Study/Meditation:  Where do you see some churches today attempting to add something other than faith in the work of Christ to salvation?  How does doing this negate the real meaning of “justification”?

*Father, forgive me of the times I attempt to add anything to Your Son’s saving work on the cross.  It is only through the grace in this work that I receive salvation.  Thank You.  Amen.

Focal Passage:  Romans 4:1-12

Romans 4:6-8 “Just as David also speaks of the blessing of the one to whom God counts righteousness apart from works:  ‘Blessed are those whose lawless deeds are forgiven, and whose sins are covered; blessed is the man against whom the Lord will not count his sin.’”

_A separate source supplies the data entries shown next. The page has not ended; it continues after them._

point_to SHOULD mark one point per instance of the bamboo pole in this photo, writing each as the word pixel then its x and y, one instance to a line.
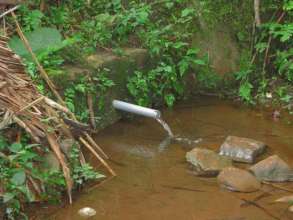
pixel 49 82
pixel 40 67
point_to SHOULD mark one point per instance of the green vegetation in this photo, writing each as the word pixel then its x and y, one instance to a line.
pixel 21 167
pixel 63 32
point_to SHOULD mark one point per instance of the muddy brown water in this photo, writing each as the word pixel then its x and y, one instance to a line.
pixel 153 178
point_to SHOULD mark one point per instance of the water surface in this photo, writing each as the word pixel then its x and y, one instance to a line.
pixel 154 181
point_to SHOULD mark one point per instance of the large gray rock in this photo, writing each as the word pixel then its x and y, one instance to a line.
pixel 238 180
pixel 272 169
pixel 242 149
pixel 206 162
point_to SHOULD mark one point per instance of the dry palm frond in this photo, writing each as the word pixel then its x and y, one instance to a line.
pixel 21 103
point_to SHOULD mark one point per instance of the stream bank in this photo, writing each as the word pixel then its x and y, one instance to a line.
pixel 153 178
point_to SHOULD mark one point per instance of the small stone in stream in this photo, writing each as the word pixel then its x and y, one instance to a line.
pixel 87 212
pixel 272 169
pixel 206 162
pixel 242 149
pixel 235 179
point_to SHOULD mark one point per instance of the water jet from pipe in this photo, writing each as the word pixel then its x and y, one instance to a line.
pixel 139 110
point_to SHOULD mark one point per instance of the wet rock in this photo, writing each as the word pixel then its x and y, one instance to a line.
pixel 87 212
pixel 206 162
pixel 242 149
pixel 238 180
pixel 272 169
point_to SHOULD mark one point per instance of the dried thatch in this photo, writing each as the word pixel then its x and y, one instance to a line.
pixel 39 116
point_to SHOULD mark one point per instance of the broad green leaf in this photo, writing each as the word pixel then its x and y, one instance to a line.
pixel 7 197
pixel 18 178
pixel 15 147
pixel 40 40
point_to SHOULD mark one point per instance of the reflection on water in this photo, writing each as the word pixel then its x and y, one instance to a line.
pixel 165 126
pixel 153 180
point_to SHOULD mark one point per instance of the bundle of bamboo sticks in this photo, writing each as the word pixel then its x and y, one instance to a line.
pixel 41 117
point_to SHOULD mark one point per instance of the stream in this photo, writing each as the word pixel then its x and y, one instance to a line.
pixel 154 182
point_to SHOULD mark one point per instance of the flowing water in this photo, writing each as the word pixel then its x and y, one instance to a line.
pixel 154 182
pixel 166 127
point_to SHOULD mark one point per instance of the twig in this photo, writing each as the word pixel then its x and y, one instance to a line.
pixel 92 142
pixel 91 110
pixel 257 13
pixel 181 188
pixel 40 67
pixel 9 11
pixel 269 44
pixel 86 144
pixel 31 104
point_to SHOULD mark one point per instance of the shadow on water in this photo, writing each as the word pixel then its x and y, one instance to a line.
pixel 153 178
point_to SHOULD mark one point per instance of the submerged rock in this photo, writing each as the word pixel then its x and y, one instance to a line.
pixel 242 149
pixel 87 212
pixel 238 180
pixel 207 162
pixel 272 169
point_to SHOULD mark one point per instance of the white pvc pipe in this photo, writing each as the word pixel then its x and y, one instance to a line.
pixel 136 109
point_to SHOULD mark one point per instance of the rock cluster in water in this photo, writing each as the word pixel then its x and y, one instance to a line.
pixel 272 169
pixel 238 180
pixel 238 149
pixel 206 162
pixel 242 149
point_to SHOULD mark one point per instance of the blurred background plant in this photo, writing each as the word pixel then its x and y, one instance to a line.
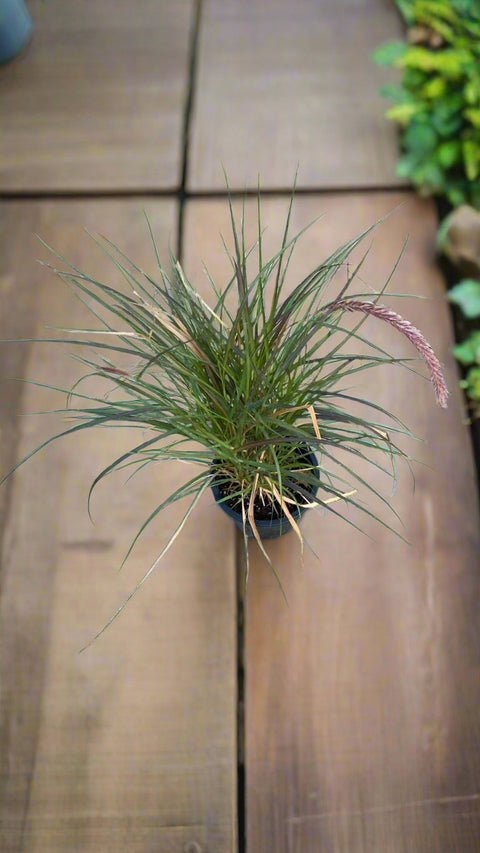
pixel 437 103
pixel 437 107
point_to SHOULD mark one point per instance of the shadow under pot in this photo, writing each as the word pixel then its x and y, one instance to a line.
pixel 272 522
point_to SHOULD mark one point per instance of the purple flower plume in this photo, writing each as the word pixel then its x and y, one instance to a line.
pixel 410 331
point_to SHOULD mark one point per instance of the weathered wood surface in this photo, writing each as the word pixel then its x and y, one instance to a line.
pixel 362 695
pixel 282 84
pixel 96 100
pixel 129 746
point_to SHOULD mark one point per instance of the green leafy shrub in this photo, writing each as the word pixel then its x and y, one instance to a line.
pixel 437 103
pixel 235 386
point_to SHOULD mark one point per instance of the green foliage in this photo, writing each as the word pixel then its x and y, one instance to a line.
pixel 437 104
pixel 245 385
pixel 466 294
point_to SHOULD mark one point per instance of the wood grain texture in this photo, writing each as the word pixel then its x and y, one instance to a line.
pixel 282 85
pixel 362 695
pixel 129 746
pixel 96 100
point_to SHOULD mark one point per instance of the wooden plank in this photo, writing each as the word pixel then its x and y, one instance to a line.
pixel 282 84
pixel 130 745
pixel 96 100
pixel 362 695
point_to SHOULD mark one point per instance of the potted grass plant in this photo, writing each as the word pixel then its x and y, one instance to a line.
pixel 250 386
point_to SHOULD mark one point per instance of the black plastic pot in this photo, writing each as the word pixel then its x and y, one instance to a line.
pixel 267 528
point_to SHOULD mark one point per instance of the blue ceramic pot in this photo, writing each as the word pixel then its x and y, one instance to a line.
pixel 15 28
pixel 267 528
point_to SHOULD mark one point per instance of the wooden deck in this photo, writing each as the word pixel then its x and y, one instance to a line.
pixel 362 696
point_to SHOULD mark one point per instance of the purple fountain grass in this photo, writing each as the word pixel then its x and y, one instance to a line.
pixel 410 331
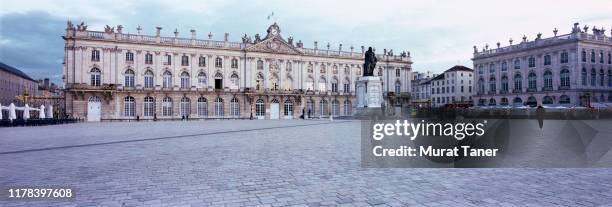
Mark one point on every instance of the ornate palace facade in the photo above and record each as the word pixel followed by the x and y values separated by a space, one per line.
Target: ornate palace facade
pixel 574 69
pixel 112 75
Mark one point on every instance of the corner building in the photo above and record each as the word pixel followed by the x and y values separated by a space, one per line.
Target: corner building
pixel 569 70
pixel 110 75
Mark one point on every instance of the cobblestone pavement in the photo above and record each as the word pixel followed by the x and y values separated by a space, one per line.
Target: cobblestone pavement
pixel 260 163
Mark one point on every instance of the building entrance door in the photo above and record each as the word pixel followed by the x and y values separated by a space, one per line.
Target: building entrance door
pixel 94 109
pixel 274 111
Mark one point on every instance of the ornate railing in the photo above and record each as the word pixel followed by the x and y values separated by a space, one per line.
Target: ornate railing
pixel 543 42
pixel 134 38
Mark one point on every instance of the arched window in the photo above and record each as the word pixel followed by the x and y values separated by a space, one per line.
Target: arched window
pixel 322 84
pixel 593 77
pixel 95 76
pixel 492 84
pixel 547 100
pixel 129 106
pixel 531 101
pixel 234 63
pixel 335 108
pixel 518 82
pixel 532 81
pixel 288 108
pixel 583 76
pixel 531 62
pixel 234 81
pixel 149 58
pixel 481 102
pixel 218 62
pixel 219 110
pixel 202 61
pixel 334 85
pixel 185 106
pixel 547 60
pixel 168 60
pixel 185 80
pixel 348 108
pixel 234 107
pixel 517 101
pixel 259 64
pixel 167 79
pixel 288 83
pixel 95 55
pixel 259 82
pixel 218 81
pixel 149 79
pixel 202 107
pixel 310 110
pixel 347 85
pixel 149 106
pixel 564 76
pixel 129 78
pixel 260 108
pixel 167 106
pixel 202 80
pixel 274 82
pixel 323 108
pixel 398 88
pixel 129 56
pixel 481 86
pixel 492 102
pixel 548 80
pixel 503 102
pixel 601 77
pixel 504 83
pixel 185 60
pixel 609 78
pixel 564 57
pixel 564 99
pixel 309 84
pixel 517 64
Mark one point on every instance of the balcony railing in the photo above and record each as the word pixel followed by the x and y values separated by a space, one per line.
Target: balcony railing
pixel 135 38
pixel 547 88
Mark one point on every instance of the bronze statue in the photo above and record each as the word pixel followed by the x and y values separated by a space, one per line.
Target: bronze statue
pixel 370 63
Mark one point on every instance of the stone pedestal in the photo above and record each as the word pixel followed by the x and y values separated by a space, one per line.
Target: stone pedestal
pixel 369 97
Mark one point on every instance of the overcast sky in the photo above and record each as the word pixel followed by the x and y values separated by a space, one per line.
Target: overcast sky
pixel 439 34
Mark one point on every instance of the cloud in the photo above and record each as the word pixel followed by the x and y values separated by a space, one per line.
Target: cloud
pixel 32 42
pixel 438 33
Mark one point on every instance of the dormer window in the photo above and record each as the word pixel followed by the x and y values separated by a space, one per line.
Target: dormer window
pixel 129 57
pixel 95 55
pixel 185 60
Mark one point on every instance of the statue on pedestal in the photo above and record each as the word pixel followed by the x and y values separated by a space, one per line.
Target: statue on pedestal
pixel 370 63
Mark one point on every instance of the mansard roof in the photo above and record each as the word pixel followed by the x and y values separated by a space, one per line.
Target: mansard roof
pixel 14 71
pixel 459 68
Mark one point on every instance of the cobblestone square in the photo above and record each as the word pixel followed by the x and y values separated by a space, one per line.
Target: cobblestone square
pixel 260 163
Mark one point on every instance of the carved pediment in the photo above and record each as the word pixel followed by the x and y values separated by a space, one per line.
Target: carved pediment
pixel 274 45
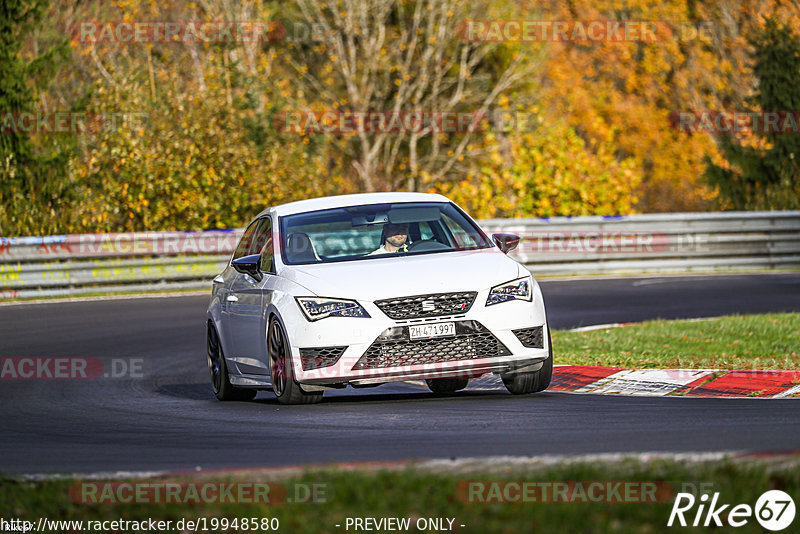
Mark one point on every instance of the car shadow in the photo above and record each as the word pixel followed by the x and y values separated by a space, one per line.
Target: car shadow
pixel 198 391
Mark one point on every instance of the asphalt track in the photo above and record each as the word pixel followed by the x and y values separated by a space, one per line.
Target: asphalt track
pixel 169 420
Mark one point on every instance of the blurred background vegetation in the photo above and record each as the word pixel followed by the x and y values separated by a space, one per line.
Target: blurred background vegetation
pixel 587 128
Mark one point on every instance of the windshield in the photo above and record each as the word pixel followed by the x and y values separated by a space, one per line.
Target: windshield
pixel 377 231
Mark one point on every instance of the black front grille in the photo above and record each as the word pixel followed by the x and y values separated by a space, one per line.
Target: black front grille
pixel 530 337
pixel 434 305
pixel 319 357
pixel 394 348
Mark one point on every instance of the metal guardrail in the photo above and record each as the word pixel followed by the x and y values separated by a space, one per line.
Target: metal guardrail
pixel 662 243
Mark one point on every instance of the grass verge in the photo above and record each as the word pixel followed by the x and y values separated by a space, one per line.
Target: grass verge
pixel 417 492
pixel 736 342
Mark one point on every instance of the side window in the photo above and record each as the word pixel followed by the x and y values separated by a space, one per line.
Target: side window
pixel 261 236
pixel 244 242
pixel 463 239
pixel 425 231
pixel 262 244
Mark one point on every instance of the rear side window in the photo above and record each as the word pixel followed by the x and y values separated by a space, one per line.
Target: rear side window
pixel 244 243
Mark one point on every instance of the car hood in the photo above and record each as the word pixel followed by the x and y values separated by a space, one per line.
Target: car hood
pixel 381 278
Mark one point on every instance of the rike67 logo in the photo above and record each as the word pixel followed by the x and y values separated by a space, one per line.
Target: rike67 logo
pixel 774 510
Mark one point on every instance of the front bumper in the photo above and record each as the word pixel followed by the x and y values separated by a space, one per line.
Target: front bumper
pixel 500 338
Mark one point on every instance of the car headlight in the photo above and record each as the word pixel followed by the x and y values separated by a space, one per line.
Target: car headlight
pixel 519 289
pixel 319 308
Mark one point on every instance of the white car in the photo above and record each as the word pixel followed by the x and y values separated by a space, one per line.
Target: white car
pixel 366 289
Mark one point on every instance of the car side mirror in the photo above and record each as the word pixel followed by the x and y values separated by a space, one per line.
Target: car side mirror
pixel 249 265
pixel 506 242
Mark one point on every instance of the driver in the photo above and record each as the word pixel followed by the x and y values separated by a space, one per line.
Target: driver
pixel 395 239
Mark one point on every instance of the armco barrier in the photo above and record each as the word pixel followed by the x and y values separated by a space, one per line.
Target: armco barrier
pixel 79 264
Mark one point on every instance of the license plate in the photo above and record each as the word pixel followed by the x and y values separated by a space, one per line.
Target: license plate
pixel 423 331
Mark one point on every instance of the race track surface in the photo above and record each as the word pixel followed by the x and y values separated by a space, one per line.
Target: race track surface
pixel 169 419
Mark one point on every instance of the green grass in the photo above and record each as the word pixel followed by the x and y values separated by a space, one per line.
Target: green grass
pixel 414 493
pixel 737 342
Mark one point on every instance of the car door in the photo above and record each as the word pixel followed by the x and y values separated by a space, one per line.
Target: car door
pixel 245 307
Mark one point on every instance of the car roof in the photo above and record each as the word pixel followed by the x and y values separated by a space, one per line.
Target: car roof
pixel 359 199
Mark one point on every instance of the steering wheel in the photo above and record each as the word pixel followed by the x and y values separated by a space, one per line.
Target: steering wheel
pixel 427 244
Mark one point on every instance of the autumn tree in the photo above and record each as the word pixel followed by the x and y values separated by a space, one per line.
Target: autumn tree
pixel 767 175
pixel 397 56
pixel 33 172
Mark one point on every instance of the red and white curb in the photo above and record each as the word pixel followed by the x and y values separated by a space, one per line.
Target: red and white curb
pixel 661 382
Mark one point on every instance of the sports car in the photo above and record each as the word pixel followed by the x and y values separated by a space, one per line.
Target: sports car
pixel 360 290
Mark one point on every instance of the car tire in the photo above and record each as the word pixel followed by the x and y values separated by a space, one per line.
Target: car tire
pixel 286 389
pixel 218 369
pixel 443 386
pixel 534 381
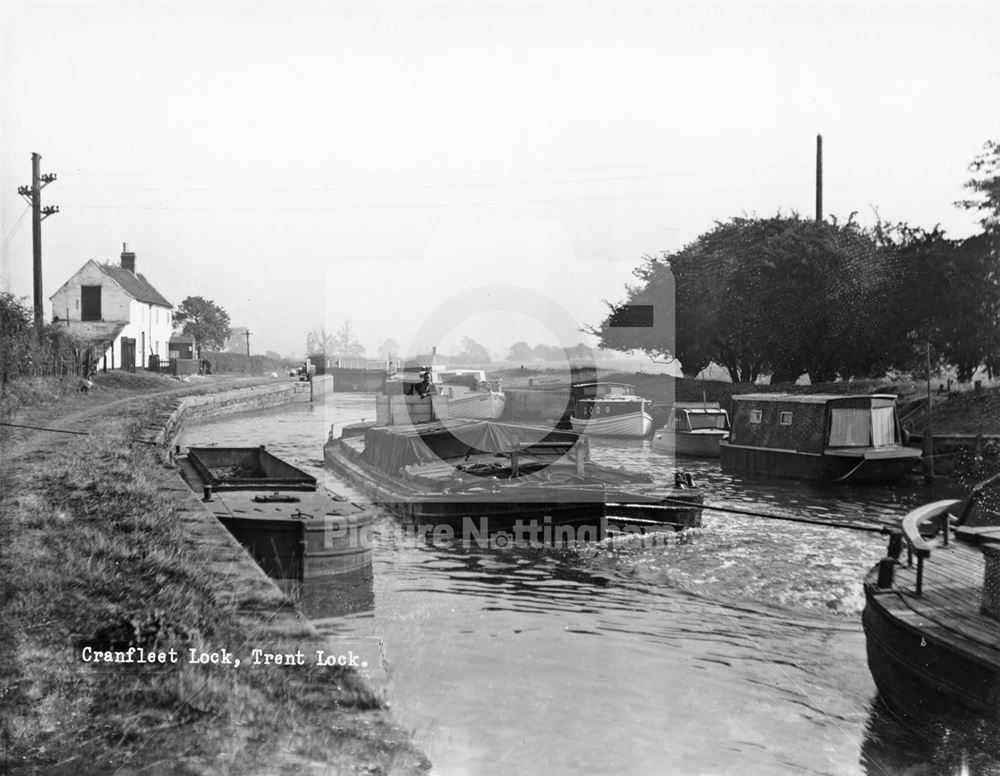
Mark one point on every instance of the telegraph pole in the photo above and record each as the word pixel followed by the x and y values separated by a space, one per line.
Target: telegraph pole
pixel 33 194
pixel 819 178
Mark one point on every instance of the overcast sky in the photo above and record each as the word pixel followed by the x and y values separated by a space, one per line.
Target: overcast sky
pixel 410 166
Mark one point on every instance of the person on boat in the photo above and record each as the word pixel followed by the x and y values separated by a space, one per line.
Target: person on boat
pixel 425 387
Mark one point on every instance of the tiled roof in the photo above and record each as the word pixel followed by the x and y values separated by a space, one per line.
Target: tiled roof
pixel 135 285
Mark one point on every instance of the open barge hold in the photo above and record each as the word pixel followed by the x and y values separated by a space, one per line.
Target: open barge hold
pixel 484 477
pixel 932 609
pixel 294 528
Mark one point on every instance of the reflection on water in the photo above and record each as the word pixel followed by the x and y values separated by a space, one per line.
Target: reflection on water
pixel 733 648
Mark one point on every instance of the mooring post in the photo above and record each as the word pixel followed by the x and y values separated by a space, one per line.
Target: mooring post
pixel 886 571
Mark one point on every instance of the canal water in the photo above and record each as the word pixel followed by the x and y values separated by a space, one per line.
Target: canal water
pixel 735 648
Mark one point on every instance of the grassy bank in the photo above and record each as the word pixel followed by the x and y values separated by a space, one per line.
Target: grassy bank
pixel 94 551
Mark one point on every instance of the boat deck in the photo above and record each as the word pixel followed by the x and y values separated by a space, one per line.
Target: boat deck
pixel 262 505
pixel 948 606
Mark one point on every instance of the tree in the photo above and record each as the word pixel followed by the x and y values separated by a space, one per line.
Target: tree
pixel 471 352
pixel 204 320
pixel 15 337
pixel 948 295
pixel 319 341
pixel 344 342
pixel 388 348
pixel 784 295
pixel 986 184
pixel 580 353
pixel 520 351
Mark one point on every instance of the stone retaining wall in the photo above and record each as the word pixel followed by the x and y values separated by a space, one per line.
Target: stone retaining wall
pixel 195 408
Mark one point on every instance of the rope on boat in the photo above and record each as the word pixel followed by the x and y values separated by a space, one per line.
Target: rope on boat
pixel 67 431
pixel 867 527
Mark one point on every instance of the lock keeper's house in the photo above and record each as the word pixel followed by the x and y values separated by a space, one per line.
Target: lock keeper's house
pixel 115 314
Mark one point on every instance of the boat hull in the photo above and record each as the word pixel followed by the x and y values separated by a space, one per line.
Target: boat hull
pixel 885 467
pixel 700 445
pixel 915 672
pixel 629 424
pixel 293 531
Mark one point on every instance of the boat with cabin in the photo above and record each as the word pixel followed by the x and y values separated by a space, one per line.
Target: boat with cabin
pixel 610 409
pixel 467 392
pixel 932 609
pixel 693 428
pixel 294 528
pixel 496 476
pixel 852 438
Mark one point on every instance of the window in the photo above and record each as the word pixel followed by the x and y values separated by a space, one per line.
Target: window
pixel 90 303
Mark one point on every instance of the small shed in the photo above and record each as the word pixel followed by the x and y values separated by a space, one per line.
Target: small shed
pixel 182 346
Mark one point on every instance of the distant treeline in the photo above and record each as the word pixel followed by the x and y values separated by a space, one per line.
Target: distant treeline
pixel 787 296
pixel 235 363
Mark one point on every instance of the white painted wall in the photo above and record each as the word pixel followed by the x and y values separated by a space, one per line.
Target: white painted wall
pixel 146 323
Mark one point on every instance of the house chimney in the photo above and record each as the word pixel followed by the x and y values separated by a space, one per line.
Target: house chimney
pixel 128 258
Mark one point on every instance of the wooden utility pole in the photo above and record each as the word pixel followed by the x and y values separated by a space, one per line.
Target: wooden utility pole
pixel 33 194
pixel 819 177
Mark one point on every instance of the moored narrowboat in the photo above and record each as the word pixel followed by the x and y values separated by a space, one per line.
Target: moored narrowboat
pixel 610 409
pixel 499 476
pixel 294 528
pixel 825 437
pixel 693 428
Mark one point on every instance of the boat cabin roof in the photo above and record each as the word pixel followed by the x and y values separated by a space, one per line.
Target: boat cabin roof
pixel 811 398
pixel 602 383
pixel 710 408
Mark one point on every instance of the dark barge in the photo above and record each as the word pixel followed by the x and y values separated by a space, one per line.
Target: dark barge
pixel 489 476
pixel 932 622
pixel 294 528
pixel 817 437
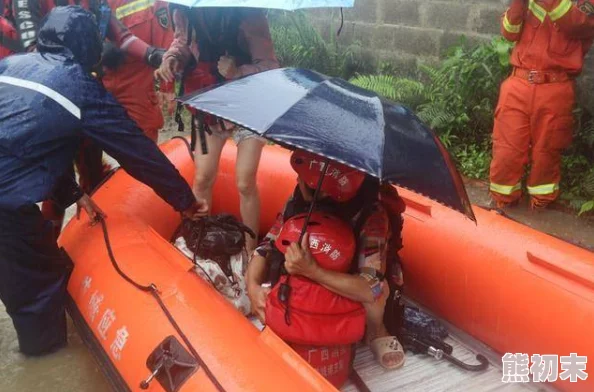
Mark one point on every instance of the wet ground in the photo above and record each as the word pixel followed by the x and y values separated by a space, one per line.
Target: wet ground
pixel 73 369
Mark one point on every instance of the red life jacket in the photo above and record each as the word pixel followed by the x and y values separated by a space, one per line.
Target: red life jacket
pixel 318 316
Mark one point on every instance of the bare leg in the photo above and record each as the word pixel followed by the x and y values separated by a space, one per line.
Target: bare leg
pixel 249 152
pixel 207 167
pixel 375 327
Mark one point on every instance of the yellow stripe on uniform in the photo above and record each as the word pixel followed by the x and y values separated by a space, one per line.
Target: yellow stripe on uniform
pixel 537 10
pixel 563 8
pixel 505 189
pixel 546 189
pixel 510 28
pixel 133 7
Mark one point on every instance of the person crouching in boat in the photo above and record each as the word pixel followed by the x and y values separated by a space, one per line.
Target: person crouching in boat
pixel 352 196
pixel 230 43
pixel 48 103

Just as Paul went to Genesis 15:6 in verses 2 and 3 of this chapter, now he points our attention to Psalm 32 and the words of David in verses 6-8.  Again, he is directing his very Jewish audience back to the fact that not only did Abraham understand and believe in salvation by grace through faith, but David also understood and believed that man was saved only by God’s grace and that received through faith.  Paul even goes to David’s own words which declare that it is man’s “lawless deeds” that are forgiven and covered.  David said that a man is blessed when God doesn’t count his sins against him, even when this man is lawless.  David does not point to a man’s works making him righteous.  He points to God’s grace that covers the sinful man’s sins.  It is only by grace, God’s amazing grace, that our sins are covered and not counted against us. This is the grace upon which we believe—and we rejoice.

Study/Meditation:  Why do you think Paul referenced Abraham and David in these verses?  How is that also meaningful for you today?

*Father, thank You for Your amazing grace that covers over my sin.  You are great and awesome!  Amen.